Each replica (or "standby") gives itself a name in its recovery.conf file when it connects to the master:

    primary_conninfo = 'host=master01 user=replicator application_name=replica1'

Then the master sets a priority list of synchronous replicas in its postgresql.conf file:

    synchronous_standby_names = 'replica1'

Then you can commit a transaction as synchronous or asynchronous:

    -- commit synchronously to the standby
    SET synchronous_commit = 'on';
    UPDATE user_balance SET balance = 573.29 WHERE user_id = 40021;
    -- messages are not important, send asynchronously to the standby
    SET synchronous_commit = 'local';
    INSERT INTO user_messages VALUES ( 40021, 57843, 'HI!' );

PostgreSQL also supports having a priority list of synchronous replicas, thus supporting higher-availability configurations. The new pg_stat_replication database view allows database administrators (DBAs) to monitor the status of database replicas, and other administrative settings control what to do if the standby goes offline. In future versions, PostgreSQL plans to support different synchronization modes, as well as the ability to have "quorum" synchronization. The latter is for "synchronize to two out of these five servers" replication, for improved response time without lowering data integrity.

Unlogged tables

The burgeoning popularity of non-durable "NoSQL" databases like Redis and MongoDB, along with the well-established Memcached, have demonstrated that there is a class of data for which data loss after a crash is less important than response time. EnterpriseDB developer Robert Haas has added a feature to PostgreSQL to handle this kind of data: unlogged tables.

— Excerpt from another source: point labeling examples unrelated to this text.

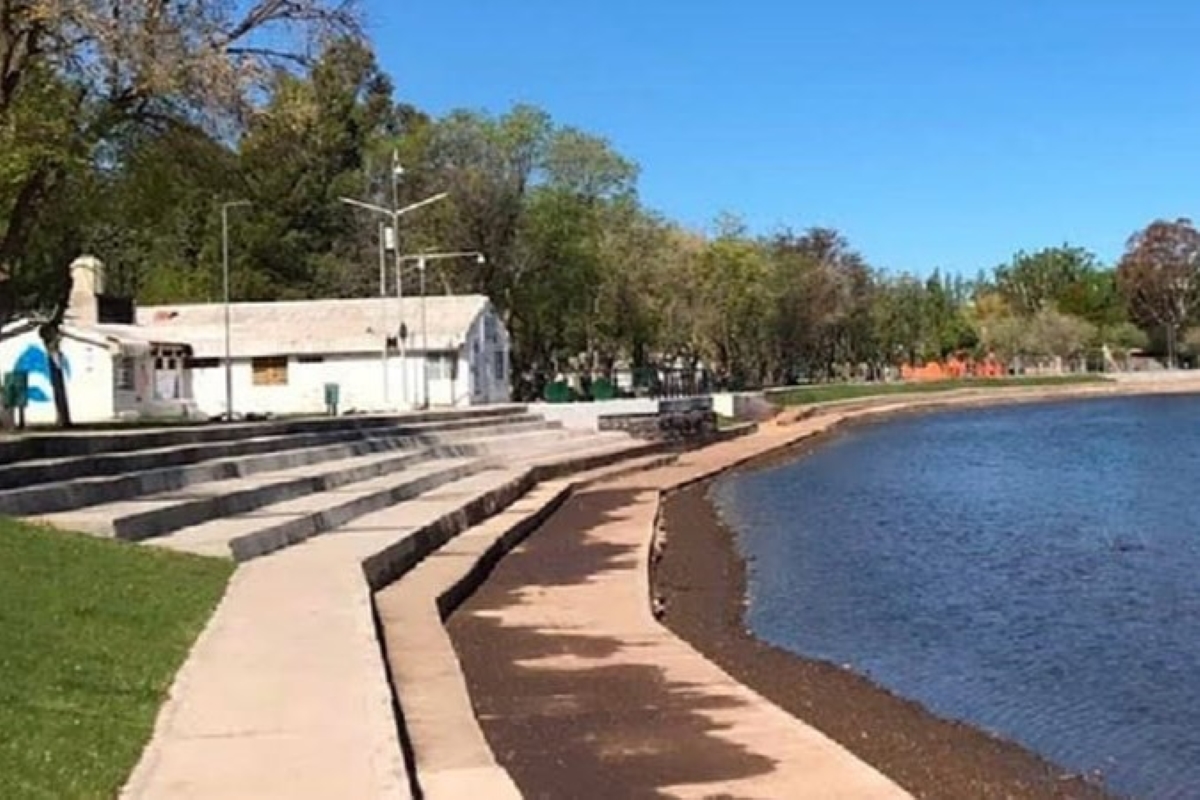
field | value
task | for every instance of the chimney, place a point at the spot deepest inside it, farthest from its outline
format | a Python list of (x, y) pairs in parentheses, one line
[(87, 284)]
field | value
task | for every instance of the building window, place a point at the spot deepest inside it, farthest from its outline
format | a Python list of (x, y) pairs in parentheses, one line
[(124, 374), (439, 366), (269, 371)]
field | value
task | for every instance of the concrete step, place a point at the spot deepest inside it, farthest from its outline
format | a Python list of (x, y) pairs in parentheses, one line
[(118, 437), (281, 524), (451, 755), (59, 469), (85, 492), (160, 513)]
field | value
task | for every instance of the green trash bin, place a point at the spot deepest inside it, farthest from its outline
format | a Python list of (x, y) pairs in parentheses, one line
[(333, 395), (16, 390), (603, 389)]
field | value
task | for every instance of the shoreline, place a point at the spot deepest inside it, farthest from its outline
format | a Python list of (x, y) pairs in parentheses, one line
[(701, 579)]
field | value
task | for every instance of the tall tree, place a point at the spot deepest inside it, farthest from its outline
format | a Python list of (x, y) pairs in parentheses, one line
[(1159, 277), (1032, 282), (109, 66)]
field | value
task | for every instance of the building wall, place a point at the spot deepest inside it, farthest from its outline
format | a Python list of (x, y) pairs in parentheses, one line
[(89, 378), (361, 378), (486, 361)]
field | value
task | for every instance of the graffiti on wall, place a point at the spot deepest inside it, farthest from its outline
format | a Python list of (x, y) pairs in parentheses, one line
[(34, 361)]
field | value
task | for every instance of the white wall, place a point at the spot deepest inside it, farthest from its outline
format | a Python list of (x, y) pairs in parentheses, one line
[(89, 378), (586, 416), (361, 380), (477, 362)]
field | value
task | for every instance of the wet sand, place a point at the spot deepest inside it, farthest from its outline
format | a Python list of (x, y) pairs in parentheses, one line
[(592, 728), (702, 579)]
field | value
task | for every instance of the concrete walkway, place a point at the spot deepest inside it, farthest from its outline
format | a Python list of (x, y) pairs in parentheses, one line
[(285, 695), (579, 684)]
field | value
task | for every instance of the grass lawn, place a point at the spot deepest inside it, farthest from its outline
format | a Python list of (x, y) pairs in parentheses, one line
[(827, 392), (91, 635)]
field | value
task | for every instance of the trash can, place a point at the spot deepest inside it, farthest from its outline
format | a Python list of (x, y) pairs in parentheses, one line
[(333, 394)]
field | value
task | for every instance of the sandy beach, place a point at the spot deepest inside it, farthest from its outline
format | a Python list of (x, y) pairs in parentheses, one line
[(700, 579)]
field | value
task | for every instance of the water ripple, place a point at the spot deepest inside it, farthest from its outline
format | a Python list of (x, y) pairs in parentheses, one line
[(1030, 570)]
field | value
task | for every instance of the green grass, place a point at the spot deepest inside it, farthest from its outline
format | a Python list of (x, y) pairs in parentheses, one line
[(827, 392), (91, 635)]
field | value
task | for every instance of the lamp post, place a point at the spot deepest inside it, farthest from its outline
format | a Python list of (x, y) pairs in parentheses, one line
[(225, 271), (421, 260), (395, 214)]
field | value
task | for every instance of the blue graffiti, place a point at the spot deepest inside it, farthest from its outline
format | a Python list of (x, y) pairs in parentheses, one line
[(36, 362)]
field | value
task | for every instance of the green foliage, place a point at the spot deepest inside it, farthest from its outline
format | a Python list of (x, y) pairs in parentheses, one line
[(833, 392), (586, 277), (91, 633)]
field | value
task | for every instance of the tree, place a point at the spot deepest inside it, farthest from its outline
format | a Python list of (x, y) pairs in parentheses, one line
[(1159, 277), (106, 67), (1032, 282)]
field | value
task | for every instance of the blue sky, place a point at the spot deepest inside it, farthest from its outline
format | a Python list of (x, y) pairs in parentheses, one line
[(931, 133)]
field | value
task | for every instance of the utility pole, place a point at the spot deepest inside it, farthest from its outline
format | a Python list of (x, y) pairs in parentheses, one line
[(225, 271), (395, 214)]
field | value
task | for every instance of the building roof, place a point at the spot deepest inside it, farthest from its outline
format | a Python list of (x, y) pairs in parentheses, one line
[(313, 326), (127, 338)]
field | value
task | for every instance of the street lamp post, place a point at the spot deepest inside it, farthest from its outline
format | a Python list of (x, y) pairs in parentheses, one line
[(421, 260), (395, 214), (225, 271)]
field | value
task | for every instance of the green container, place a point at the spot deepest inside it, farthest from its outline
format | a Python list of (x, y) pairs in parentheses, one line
[(558, 392), (16, 390), (603, 389), (333, 396)]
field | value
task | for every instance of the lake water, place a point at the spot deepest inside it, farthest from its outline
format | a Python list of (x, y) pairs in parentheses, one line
[(1032, 570)]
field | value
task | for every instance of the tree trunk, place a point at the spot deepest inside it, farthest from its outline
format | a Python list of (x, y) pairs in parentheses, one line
[(58, 380)]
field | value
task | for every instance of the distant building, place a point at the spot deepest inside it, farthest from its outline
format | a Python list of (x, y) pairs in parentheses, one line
[(112, 367), (283, 354)]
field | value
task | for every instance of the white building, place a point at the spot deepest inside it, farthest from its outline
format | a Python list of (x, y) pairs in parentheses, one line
[(283, 354), (111, 370)]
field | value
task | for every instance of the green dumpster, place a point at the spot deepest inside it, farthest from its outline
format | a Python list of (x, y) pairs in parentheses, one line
[(333, 395)]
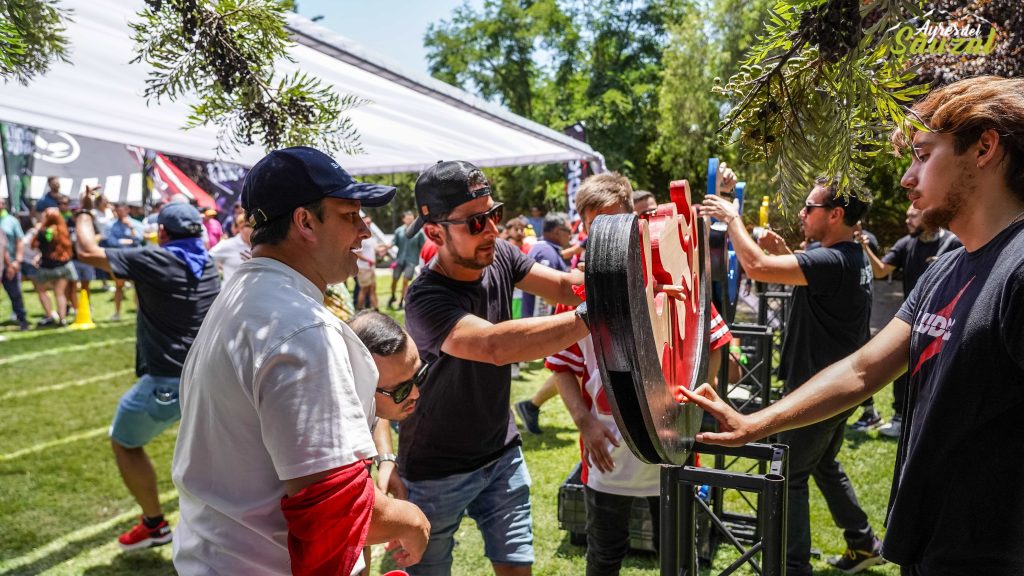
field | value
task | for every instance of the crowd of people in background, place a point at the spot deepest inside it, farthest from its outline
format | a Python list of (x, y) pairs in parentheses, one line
[(40, 247), (236, 340)]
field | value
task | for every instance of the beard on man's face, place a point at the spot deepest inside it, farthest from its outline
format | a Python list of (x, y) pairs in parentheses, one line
[(952, 202), (476, 261)]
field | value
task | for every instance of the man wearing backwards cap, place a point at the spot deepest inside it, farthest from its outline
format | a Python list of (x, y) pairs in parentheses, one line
[(460, 451), (176, 284), (278, 395)]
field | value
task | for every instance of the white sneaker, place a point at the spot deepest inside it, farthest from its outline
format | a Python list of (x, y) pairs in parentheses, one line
[(892, 428)]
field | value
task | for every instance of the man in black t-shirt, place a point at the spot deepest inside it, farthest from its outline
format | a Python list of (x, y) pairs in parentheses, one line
[(830, 310), (912, 253), (956, 505), (176, 284), (460, 452)]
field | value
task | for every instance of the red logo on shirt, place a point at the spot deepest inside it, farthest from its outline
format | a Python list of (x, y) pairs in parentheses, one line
[(939, 326)]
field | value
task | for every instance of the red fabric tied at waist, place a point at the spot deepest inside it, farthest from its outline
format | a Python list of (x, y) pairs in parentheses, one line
[(328, 522)]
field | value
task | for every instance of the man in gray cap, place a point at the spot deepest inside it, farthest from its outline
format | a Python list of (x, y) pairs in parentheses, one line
[(460, 452), (278, 395), (176, 284)]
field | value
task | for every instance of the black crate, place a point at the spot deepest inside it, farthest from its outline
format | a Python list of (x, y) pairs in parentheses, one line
[(572, 515)]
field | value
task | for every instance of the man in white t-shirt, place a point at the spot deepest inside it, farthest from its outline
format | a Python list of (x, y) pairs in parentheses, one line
[(612, 476), (278, 396), (229, 253)]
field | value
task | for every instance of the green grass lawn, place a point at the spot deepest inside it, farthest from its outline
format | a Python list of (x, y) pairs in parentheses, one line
[(62, 502)]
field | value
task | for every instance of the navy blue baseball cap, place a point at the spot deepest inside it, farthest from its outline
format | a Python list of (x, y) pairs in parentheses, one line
[(295, 176), (180, 218)]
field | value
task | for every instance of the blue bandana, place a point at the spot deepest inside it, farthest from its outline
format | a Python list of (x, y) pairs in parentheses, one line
[(189, 251)]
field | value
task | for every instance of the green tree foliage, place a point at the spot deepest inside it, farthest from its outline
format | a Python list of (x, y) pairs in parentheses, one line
[(820, 90), (31, 38), (220, 51), (562, 63), (224, 51), (688, 110)]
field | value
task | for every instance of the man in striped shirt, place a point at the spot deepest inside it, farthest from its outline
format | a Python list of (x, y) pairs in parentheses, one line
[(612, 476)]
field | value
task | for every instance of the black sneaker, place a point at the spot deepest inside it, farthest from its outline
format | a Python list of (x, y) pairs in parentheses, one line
[(854, 561), (868, 421), (530, 416)]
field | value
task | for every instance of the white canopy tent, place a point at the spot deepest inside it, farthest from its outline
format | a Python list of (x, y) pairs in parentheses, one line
[(412, 122)]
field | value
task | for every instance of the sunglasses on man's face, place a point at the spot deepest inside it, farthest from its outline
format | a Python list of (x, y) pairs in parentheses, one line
[(401, 392), (808, 207), (477, 222)]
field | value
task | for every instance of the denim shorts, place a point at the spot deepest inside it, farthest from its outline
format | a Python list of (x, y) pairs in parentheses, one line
[(145, 410), (497, 496)]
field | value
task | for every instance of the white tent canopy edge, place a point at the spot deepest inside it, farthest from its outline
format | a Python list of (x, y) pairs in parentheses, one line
[(411, 123)]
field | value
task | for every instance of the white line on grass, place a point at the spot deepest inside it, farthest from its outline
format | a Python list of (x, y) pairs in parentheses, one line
[(53, 443), (79, 535), (62, 350), (54, 387)]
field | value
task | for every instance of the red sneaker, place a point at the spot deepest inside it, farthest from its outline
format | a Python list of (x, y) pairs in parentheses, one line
[(141, 537)]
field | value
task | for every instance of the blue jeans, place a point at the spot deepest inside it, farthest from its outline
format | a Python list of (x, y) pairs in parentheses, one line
[(497, 496), (13, 289), (145, 410)]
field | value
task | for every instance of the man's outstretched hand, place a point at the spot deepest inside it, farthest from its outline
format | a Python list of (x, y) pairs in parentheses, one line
[(736, 428)]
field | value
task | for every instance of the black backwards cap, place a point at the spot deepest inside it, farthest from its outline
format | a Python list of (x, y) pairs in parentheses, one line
[(287, 178), (442, 188)]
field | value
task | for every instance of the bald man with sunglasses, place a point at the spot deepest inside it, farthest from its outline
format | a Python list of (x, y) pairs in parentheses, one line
[(460, 450)]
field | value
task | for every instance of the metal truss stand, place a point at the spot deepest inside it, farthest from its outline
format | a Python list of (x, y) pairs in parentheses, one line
[(680, 504)]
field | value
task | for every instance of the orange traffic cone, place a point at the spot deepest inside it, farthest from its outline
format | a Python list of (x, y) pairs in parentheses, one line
[(83, 320)]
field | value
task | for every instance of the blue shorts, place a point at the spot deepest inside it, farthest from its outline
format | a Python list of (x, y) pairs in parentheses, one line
[(497, 496), (145, 410)]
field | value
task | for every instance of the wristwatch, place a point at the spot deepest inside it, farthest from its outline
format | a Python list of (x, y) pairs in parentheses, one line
[(582, 314), (384, 458)]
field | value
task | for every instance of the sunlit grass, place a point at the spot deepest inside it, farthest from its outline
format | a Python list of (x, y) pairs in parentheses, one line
[(62, 506)]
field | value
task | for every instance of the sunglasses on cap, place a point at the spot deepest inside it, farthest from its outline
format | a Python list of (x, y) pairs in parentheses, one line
[(808, 206), (401, 392), (477, 222)]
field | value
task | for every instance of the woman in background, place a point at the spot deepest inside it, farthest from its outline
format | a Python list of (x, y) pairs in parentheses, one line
[(55, 269)]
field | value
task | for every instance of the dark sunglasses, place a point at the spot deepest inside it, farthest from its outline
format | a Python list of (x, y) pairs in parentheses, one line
[(808, 206), (401, 392), (477, 222)]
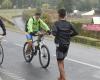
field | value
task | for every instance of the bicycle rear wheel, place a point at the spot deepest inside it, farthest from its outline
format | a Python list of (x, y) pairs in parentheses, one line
[(28, 56), (44, 56), (1, 54)]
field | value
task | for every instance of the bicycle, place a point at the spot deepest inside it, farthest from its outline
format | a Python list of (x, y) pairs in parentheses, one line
[(1, 51), (40, 48)]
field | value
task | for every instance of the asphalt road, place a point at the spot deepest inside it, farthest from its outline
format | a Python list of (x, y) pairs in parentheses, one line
[(82, 63)]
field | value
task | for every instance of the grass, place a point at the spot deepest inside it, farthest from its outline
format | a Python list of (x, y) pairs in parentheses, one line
[(8, 14)]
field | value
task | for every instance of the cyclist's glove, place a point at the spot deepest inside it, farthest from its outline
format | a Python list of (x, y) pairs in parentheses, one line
[(4, 34), (32, 33), (49, 32)]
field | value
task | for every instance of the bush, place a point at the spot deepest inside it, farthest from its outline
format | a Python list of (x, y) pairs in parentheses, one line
[(92, 34), (86, 40)]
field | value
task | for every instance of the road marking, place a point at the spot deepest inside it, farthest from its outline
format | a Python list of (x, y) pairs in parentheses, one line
[(80, 62), (12, 75), (76, 61)]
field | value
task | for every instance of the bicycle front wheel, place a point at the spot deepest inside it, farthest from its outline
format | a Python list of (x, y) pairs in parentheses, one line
[(44, 56), (1, 54)]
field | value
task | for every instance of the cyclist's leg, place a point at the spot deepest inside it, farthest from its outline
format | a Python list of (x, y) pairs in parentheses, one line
[(29, 40)]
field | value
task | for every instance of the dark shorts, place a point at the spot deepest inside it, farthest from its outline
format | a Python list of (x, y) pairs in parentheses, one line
[(61, 52)]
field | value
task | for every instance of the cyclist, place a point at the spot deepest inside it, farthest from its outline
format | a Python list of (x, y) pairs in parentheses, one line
[(62, 31), (34, 26), (3, 27)]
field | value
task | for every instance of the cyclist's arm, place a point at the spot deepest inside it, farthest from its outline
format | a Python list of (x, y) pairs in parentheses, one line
[(30, 25), (44, 25), (54, 30), (3, 27)]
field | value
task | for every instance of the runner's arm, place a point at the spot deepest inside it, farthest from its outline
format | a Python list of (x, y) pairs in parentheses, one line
[(3, 27)]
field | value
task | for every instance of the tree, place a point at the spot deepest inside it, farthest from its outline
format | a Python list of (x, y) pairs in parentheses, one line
[(7, 4)]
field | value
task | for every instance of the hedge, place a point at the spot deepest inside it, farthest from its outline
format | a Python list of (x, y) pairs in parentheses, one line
[(92, 34)]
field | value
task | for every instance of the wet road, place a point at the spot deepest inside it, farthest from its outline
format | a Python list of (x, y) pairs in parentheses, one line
[(82, 63)]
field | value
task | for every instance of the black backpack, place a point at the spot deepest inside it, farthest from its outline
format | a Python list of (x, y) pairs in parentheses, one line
[(26, 29)]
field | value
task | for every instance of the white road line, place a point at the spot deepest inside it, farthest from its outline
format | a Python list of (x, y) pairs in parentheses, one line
[(11, 75), (83, 63), (76, 61), (19, 45)]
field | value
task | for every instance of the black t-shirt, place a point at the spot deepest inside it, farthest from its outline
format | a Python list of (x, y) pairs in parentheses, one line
[(63, 31)]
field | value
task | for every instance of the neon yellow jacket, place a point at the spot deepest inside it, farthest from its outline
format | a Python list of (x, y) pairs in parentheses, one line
[(33, 25)]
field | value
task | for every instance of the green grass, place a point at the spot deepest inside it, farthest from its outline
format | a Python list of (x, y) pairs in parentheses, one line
[(8, 14)]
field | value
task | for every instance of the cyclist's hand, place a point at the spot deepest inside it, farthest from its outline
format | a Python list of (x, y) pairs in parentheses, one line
[(49, 32)]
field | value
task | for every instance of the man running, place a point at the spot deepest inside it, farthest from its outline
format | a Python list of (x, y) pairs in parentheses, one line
[(63, 31)]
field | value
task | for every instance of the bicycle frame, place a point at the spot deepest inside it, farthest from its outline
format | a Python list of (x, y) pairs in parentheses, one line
[(39, 41)]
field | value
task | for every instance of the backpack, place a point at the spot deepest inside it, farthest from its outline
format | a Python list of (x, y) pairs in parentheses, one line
[(26, 29)]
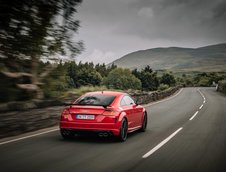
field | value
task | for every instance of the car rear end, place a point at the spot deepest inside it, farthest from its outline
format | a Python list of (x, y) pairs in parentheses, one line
[(90, 118)]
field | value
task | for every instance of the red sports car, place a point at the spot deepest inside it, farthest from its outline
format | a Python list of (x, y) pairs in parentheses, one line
[(105, 113)]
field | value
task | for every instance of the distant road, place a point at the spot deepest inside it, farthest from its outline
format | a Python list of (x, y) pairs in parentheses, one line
[(186, 133)]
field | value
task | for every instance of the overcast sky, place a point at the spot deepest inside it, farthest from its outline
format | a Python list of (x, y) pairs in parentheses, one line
[(113, 28)]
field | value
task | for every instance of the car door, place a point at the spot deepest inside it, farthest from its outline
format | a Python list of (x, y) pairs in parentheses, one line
[(137, 112), (128, 109)]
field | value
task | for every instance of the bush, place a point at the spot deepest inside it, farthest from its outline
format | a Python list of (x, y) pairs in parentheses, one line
[(222, 86), (121, 79), (168, 79)]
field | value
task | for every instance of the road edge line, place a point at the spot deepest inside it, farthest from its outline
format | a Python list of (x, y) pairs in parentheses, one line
[(161, 143)]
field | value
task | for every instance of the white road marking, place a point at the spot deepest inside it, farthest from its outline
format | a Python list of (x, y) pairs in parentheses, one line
[(163, 99), (201, 106), (29, 136), (194, 115), (161, 144)]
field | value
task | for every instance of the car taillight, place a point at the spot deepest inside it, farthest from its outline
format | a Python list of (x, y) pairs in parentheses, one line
[(66, 116), (111, 112)]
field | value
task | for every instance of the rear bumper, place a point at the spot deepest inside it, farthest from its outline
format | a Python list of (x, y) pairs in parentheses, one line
[(113, 128)]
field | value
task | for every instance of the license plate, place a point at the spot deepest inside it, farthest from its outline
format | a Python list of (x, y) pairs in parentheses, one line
[(84, 116)]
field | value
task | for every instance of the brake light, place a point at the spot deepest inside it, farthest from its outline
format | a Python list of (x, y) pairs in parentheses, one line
[(111, 112), (66, 116)]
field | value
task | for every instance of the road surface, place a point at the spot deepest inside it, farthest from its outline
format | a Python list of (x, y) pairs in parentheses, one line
[(186, 133)]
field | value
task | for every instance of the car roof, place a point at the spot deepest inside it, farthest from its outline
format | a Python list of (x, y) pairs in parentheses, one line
[(113, 93)]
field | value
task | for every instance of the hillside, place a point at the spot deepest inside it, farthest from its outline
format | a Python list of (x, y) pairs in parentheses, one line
[(209, 58)]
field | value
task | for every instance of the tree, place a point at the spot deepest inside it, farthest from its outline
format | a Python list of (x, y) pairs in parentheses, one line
[(122, 79), (35, 30), (168, 79)]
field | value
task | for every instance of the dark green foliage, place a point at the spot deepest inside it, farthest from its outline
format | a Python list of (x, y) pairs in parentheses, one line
[(168, 79), (122, 79), (29, 28), (103, 69), (148, 78), (35, 30)]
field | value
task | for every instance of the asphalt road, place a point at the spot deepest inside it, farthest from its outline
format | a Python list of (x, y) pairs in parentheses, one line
[(178, 138)]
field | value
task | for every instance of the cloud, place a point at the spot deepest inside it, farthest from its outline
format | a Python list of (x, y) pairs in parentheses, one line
[(98, 56), (117, 27), (146, 12)]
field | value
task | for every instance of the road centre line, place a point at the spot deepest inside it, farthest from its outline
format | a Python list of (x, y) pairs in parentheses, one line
[(201, 106), (161, 144), (194, 115), (160, 101)]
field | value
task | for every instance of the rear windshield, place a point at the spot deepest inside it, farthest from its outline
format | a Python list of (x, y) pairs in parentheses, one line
[(97, 100)]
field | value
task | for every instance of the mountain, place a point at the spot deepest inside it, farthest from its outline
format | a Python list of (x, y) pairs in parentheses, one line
[(208, 58)]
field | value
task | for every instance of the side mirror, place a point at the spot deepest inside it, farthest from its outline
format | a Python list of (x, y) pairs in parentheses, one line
[(136, 102)]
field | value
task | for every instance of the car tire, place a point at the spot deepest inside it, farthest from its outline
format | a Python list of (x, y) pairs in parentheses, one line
[(123, 130), (66, 134), (144, 123)]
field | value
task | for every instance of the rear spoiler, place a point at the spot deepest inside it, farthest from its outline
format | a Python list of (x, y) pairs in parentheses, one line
[(71, 104)]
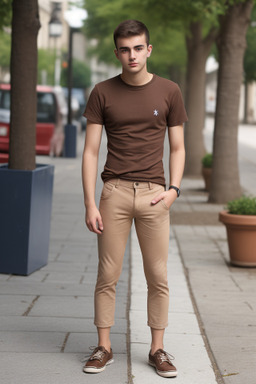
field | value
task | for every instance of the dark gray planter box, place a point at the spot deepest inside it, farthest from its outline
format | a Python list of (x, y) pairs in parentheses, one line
[(25, 206)]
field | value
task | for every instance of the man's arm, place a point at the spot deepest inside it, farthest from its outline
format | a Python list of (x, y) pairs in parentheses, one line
[(89, 175), (176, 164)]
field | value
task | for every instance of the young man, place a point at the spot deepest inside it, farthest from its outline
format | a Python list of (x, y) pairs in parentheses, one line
[(135, 108)]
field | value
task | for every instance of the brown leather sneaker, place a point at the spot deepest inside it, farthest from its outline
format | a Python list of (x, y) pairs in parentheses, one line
[(162, 361), (98, 360)]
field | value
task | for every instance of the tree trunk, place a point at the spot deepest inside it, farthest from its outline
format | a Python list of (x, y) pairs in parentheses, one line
[(25, 27), (198, 50), (225, 184)]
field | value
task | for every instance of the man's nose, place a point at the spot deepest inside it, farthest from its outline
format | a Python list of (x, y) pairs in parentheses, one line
[(132, 54)]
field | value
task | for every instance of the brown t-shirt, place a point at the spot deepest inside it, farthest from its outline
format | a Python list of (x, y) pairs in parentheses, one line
[(135, 119)]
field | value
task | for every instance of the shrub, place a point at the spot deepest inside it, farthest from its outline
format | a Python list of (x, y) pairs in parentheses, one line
[(207, 160), (242, 206)]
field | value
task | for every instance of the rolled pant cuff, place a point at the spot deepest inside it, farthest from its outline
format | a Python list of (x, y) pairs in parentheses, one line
[(157, 326), (104, 325)]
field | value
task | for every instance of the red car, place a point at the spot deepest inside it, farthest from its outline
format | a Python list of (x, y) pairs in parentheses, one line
[(50, 121)]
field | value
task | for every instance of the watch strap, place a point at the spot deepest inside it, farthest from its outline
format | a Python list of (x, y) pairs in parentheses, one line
[(176, 189)]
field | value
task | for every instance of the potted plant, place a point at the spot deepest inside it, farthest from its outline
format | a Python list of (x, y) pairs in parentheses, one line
[(240, 222), (207, 170), (26, 187)]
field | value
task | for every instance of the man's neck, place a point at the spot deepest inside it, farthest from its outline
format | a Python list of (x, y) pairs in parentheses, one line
[(136, 79)]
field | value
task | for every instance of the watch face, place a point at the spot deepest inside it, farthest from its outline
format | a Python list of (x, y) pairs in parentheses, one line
[(176, 189)]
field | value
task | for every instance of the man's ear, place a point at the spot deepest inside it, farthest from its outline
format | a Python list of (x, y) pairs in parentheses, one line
[(116, 53), (150, 47)]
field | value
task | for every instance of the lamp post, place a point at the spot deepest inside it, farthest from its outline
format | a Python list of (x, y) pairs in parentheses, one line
[(55, 31), (75, 18)]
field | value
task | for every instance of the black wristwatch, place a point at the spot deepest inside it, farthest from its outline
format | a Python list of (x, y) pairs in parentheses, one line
[(176, 189)]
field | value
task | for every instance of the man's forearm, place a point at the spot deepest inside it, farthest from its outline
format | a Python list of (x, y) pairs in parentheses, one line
[(177, 163), (89, 173)]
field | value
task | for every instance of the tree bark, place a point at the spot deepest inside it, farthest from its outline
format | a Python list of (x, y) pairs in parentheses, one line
[(25, 27), (198, 49), (225, 184)]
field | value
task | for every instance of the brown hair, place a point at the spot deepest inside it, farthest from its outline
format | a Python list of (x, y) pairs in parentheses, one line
[(131, 28)]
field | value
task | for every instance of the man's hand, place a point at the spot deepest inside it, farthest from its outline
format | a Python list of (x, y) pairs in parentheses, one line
[(168, 196), (93, 220)]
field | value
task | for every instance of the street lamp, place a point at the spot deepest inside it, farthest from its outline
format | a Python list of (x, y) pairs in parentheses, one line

The word "unlogged" refers to the transaction log, which guarantees durability of writes. With an unlogged table, if the database server shuts down, on restart the table will be empty. However, by not syncing to disk, you can write to unlogged tables up to 20 times as quickly as to durable tables. They can also be thought of as global temporary tables or "in memory" tables.

Unlogged tables are intended to hold data which is high-volume but not very valuable. For example, many PostgreSQL users currently log website user session activity to Memcached. Unlogged tables are also useful for holding raw bulk load data during batch processing in data warehouses. Both of these uses will simplify life for PostgreSQL users by allowing them to reduce the number of single-purpose databases in their application stack.

SELinux integration

Another multi-year development effort that is being first released in PostgreSQL 9.1 is the unification of data access control in PostgreSQL and SELinux. NEC programmer Kaigai Kohei has spent the last three years developing SE-PostgreSQL, which integrates the concept of label-based data access rules into PostgreSQL. PostgreSQL is the first SQL database system to have this level of integration.

This feature is intended for high-security environments where even the DBA may have limited access to data, such as for national security databases. Security policies established at the system or network level through SELinux may now be applied to table, view, function, and column permissions. This enables the establishment of a single consistent security policy regardless of whether data is in files or inside the database.

Regular readers of LWN will be aware that SE-PostgreSQL had a lot of trouble getting integrated into mainstream PostgreSQL. Indeed, the SE-PostgreSQL which appears in 9.1 beta is almost completely rewritten from the original version. First, with the help of other hackers, Kohei rewrote all of the calls to SELinux permissions lookups as hooks which are enabled at PostgreSQL compile time, or not, in order to remove any impact on non-SE-enabled installations. Second, all of the management and tools for SE-PostgreSQL were moved to an optional loadable module.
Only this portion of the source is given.